Yurtdışında halk müziğine ilgi nasıl?
Yurtdışındaki gençlerde dinleme kültürü yok. Biraz da anlama zorluğu var. Dinamik müzik dinlemeyi seviyorlar. Son 6 yıldır halay geceleri diye bir furya başladı. Gençlerin aşırı bir ilgisi var. Kürtler, Türklerin yanı sıra yabancı kökenli gençler de var.

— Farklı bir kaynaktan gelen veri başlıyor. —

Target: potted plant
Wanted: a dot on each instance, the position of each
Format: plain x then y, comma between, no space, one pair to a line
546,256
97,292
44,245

Gezi olaylarını takip ettiniz mi?
Yakından takip ettim. İki ağaç kökünden başlayan bir mücadele özgürlük mücadelesine dönüştü. İnsanların ağzını açması, gözünü kırpması bile suç olmaya başladı. Gezi olaylarında ölen 5 kişi de Alevi. Devletin Alevilerin üzerine oynadığı bir
politika
var. Biz her zaman ölen taraftan olduk, öldüren taraftan olmadık, hâlâ da direniyoruz. Alevilere karşı yakıp yıkmak devam ediyor. 3. köprünün adıyla da bu kanıtlandı. Biz binlerce yıllık kardeşliğimiz adına her zaman inatla ‘barış’ diyoruz.
Türkiye’de Alevi olmak ne demek?
Ailem Türkmen Alevilerinden. Bu ülkede Aleviyseniz, muhalifsiniz. Aleviler demokrasi ve özgürlük adına ülkenin sigortası. Sünni kesimin bize el uzatması, devlet politikasını görmeleri gerekiyor. Eskiden sağ sol vardı. Şu anda Alevi-Sünni diye ayrılmaya başlanıyor. Bir taraf zenginleşti, diğer taraf fakirleşiyor. Bir gün bu ülkede Alevi bir başbakan olmasını çok isterim.
Almanya’da durum nasıl?
Almanya’da dillerimiz farklı olsa da konuşabiliyoruz, tahammül var. Türkiye’de bu yok. Ama türkü söylediğim sürece umudum hep var olacak. Keşke herkes türküleri dinleyebilse ve anlayabilse.